Research Fellows Directory
Dr Martin Cohn
University of Oxford
Fanconi Anemia (FA) is a rare but very serious disease. The underlying DNA repair pathway, which is deregulated in FA patients, is critical to ensure genomic stability, and FA patients are consequently at high risk of developing cancer. Patients typically do not survive beyond their teens. Apart from severe bone marrow failure, the most common causes of death in FA patients are blood cancers and solid tumors. Treatment of these patients in the clinic is very difficult due to their hypersensitivity to chemotherapeutic drugs. The patients are hypersensitive because of the underlying defect in the FA pathway in their cells.

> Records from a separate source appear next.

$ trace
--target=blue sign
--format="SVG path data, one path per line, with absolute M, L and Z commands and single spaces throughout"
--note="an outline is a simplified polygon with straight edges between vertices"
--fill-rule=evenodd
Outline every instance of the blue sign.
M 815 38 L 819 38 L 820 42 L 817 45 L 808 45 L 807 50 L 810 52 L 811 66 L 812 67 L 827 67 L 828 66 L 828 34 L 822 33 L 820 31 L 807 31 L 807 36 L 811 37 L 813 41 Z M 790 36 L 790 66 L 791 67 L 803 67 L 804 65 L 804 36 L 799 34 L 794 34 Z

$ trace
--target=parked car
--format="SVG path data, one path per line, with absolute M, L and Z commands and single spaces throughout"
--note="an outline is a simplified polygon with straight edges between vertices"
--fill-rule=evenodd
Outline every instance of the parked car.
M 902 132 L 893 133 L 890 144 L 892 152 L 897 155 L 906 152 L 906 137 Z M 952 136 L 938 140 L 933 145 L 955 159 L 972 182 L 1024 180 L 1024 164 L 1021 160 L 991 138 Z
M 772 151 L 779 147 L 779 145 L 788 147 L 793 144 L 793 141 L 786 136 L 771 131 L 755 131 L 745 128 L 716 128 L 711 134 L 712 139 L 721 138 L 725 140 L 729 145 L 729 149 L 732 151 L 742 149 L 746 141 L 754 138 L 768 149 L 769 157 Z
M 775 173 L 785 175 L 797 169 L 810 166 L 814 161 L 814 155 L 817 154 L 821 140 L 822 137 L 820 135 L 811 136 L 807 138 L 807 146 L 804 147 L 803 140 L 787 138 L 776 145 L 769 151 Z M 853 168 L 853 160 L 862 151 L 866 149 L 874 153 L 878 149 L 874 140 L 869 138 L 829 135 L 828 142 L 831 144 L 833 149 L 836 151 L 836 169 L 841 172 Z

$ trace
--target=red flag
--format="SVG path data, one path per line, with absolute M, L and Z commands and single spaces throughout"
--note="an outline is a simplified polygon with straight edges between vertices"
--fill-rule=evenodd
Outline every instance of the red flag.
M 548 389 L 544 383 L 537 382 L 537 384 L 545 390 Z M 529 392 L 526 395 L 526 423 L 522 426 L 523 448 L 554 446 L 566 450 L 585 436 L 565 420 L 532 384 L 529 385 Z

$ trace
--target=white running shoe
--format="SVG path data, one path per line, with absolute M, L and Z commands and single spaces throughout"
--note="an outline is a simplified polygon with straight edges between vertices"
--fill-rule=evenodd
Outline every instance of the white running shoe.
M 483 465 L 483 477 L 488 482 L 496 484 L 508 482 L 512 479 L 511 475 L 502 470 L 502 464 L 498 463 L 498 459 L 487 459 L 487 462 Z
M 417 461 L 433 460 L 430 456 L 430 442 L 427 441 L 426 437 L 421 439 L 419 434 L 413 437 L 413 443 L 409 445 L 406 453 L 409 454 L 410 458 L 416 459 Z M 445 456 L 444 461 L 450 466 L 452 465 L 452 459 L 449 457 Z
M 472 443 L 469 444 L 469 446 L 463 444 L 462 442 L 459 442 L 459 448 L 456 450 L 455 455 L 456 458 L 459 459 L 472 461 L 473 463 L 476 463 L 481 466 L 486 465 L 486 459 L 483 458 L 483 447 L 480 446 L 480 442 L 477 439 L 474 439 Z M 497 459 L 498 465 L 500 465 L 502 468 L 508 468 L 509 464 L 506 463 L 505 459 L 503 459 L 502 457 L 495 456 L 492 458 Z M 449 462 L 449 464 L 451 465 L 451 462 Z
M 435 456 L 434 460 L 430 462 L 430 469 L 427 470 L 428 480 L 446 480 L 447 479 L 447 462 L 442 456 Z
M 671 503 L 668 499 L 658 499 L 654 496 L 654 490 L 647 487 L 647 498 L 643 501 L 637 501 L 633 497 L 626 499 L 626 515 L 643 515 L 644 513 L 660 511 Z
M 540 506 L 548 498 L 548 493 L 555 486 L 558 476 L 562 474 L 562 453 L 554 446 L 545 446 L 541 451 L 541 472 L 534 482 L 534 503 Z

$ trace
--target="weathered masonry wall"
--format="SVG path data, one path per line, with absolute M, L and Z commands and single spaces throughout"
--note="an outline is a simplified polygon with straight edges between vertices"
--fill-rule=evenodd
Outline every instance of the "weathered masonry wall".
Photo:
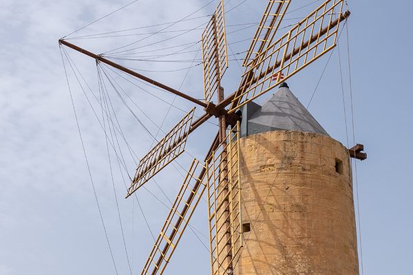
M 346 147 L 289 131 L 247 136 L 240 147 L 247 232 L 234 274 L 358 275 Z

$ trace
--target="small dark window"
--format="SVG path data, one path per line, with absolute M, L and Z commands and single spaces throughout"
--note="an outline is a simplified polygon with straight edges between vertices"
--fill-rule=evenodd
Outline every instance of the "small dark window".
M 242 223 L 242 233 L 251 231 L 251 225 L 250 223 Z
M 343 161 L 336 159 L 335 169 L 337 173 L 343 175 Z

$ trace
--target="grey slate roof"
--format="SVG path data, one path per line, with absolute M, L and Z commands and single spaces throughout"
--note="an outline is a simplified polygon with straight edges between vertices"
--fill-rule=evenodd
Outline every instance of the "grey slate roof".
M 286 85 L 282 85 L 262 106 L 251 102 L 241 111 L 243 117 L 241 125 L 242 136 L 277 130 L 300 131 L 328 135 Z

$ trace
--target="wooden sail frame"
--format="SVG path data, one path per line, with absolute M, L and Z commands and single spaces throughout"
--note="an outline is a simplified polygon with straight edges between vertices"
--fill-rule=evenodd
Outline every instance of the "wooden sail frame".
M 240 122 L 227 131 L 224 141 L 206 162 L 212 275 L 226 274 L 244 245 L 239 140 Z
M 271 91 L 332 50 L 345 17 L 343 3 L 343 0 L 327 0 L 258 54 L 258 61 L 243 74 L 229 112 Z
M 184 152 L 195 108 L 192 109 L 141 160 L 127 190 L 129 197 Z
M 205 102 L 209 102 L 220 88 L 221 79 L 228 68 L 224 0 L 220 0 L 218 6 L 202 32 L 201 42 L 204 99 Z
M 262 18 L 262 23 L 260 23 L 255 34 L 256 39 L 251 42 L 243 63 L 246 71 L 242 76 L 241 84 L 235 92 L 226 98 L 224 96 L 223 91 L 220 94 L 222 89 L 221 78 L 228 67 L 223 0 L 220 0 L 214 14 L 202 34 L 204 100 L 190 96 L 130 68 L 117 64 L 102 54 L 92 53 L 64 38 L 59 40 L 60 44 L 89 56 L 98 63 L 105 63 L 205 108 L 205 113 L 194 122 L 192 122 L 194 109 L 189 111 L 144 157 L 128 189 L 127 197 L 184 151 L 188 135 L 195 129 L 213 116 L 220 118 L 220 134 L 213 142 L 207 154 L 206 163 L 200 166 L 202 168 L 197 177 L 194 176 L 193 167 L 200 167 L 199 163 L 195 160 L 193 162 L 147 261 L 142 274 L 149 274 L 148 272 L 151 270 L 151 274 L 162 274 L 164 272 L 205 189 L 207 190 L 209 201 L 212 274 L 229 274 L 233 271 L 233 264 L 236 263 L 243 245 L 237 142 L 240 138 L 240 118 L 235 114 L 235 111 L 240 107 L 278 85 L 282 82 L 279 77 L 282 72 L 284 74 L 284 80 L 288 79 L 331 50 L 335 46 L 339 23 L 350 16 L 348 11 L 341 13 L 343 0 L 328 0 L 288 32 L 273 42 L 279 27 L 279 22 L 286 14 L 290 2 L 290 0 L 268 1 L 267 8 Z M 323 27 L 324 23 L 326 25 Z M 264 38 L 261 39 L 264 30 L 267 30 L 267 32 L 264 34 Z M 215 94 L 218 94 L 217 104 L 211 102 Z M 229 109 L 226 109 L 230 104 Z M 181 122 L 182 123 L 180 124 Z M 228 131 L 226 128 L 229 124 L 235 125 L 236 129 L 233 128 Z M 359 153 L 357 150 L 354 149 L 354 154 Z M 189 184 L 189 178 L 195 179 L 195 184 L 199 184 L 198 189 L 195 188 L 195 184 L 191 186 Z M 205 184 L 207 184 L 206 187 Z M 228 192 L 222 192 L 222 190 L 225 188 Z M 187 190 L 190 192 L 187 192 Z M 218 202 L 222 197 L 227 201 L 224 206 Z M 209 201 L 211 198 L 214 199 Z M 221 210 L 228 211 L 228 214 L 221 214 Z M 227 226 L 226 229 L 229 230 L 229 238 L 225 238 L 224 245 L 216 244 L 219 236 L 215 234 L 214 239 L 213 227 L 216 230 L 217 225 L 220 226 L 220 220 L 222 217 L 226 217 L 229 221 L 224 223 L 224 226 Z M 175 223 L 171 221 L 173 219 Z M 220 255 L 223 255 L 224 261 L 222 261 Z

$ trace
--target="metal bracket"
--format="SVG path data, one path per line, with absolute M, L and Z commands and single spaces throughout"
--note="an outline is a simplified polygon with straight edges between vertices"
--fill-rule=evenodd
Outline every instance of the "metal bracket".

At present, we understand some molecular aspects of the FA pathway. It involves at least 19 proteins, where a central protein is called FANCD2. The activity of this protein is tightly regulated in the cell. After cells experience DNA damage, FANCD2 is rapidly translocated by an unknown mechanism to sites in our genome where its activity is required. This event is critical to the DNA repair process. A key goal of our research is to elucidate this unknown mechanism of recruitment. Intriguingly, the exact molecular function of FANCD2 in the DNA repair process is currently not understood. Addressing these important questions is a part of ongoing research.
Our research will provide novel insight into how the Fanconi Anemia pathway operates. But perhaps equally important, since multiple proteins from other DNA repair pathways are also recruited to damaged DNA by unknown mechanisms, it is likely that understanding the FA pathway, may also shed light on how other essential DNA repair pathways operate.
Eventually, the goal is to develop new and better strategies for treatment of the lethally ill FA patients. Obtaining molecular insight into the FA pathway may lead the way to achieve this goal.